Isolaram-me na sala de reuniões enquanto tentavam contatar meus pais. Certamente estavam fracassando, pois o destino dos meus pais após me deixarem na escola mais cedo foi o aeroporto.

De acordo com os meus cálculos, eles só teriam sinal de celular lá pelas onze da manhã, quando o avião pousaria. Tentariam pegar um avião de volta e, quando conseguissem, levariam mais quatro horas para chegar aqui. Pelo que escutei da conversa deles no carro, aquela viagem era muito importante.

Significa dizer que eu estava na maior encrenca da minha vida. Mas eu não estava preocupada. Afinal, meus pais acreditariam quando eu dissesse que não fui eu quem fez aquela estupidez.

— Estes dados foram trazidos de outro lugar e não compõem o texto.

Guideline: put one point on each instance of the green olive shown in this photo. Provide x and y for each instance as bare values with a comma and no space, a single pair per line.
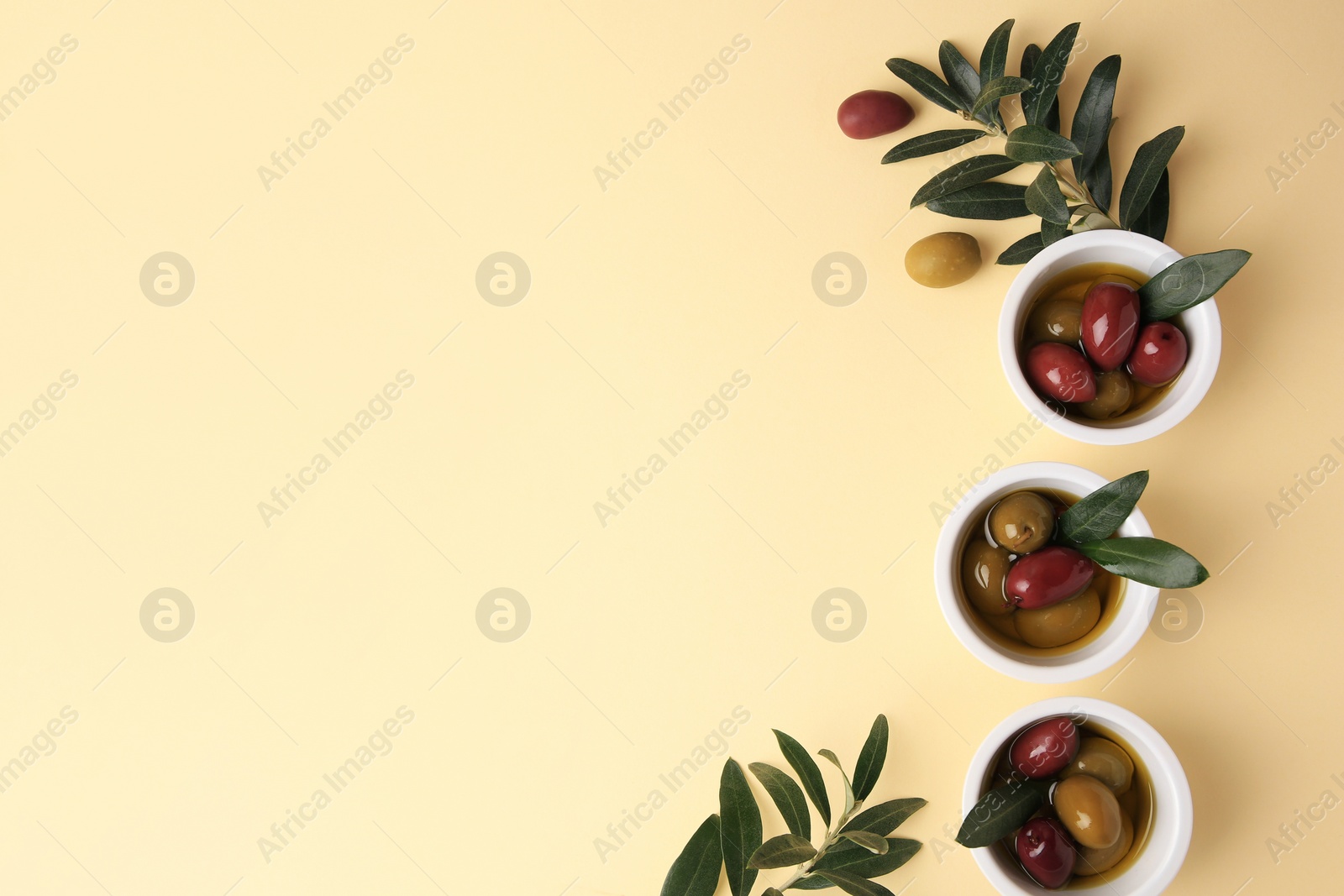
1095,862
1115,396
1021,521
1055,320
1089,812
942,259
1059,624
1104,761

A única coisa que eu queria saber agora era como alguém colocou as latas de spray dentro do meu armário. Ninguém sabia minha senha, exceto Laurinha (nossos armários eram vizinhos então enquanto conversávamos acabávamos vendo a senha uma da outra).

Mas Laura era a última pessoa de quem eu suspeitaria. Ela podia até ser ladra de namorado, mas armar uma coisa dessas não era a cara dela.

Ainda assim, tinha uma voz bem no fundo do meu inconsciente questionando se havia chances de Laura ter se unido a Gustavo para fazer aquilo comigo.

A parte engraçada é como a coordenação encontrou as latas de spray no meu armário: denúncia anônima. Era bom que continuasse anônima mesmo, para a saúde dentaria de quem denunciou.

O policial designado a me vigiar foi quem pagou a pato. Pedi água de trinta em trinta minutos e depois, claro, ele teve que me acompanhar até o banheiro umas mil vezes.

— Já conseguiram falar com os meus pais? — Perguntei ao policial, pela fresta da porta.

— Você perguntou isso há cinco minutos — ele segurou a maçaneta e fechou a minha fresta.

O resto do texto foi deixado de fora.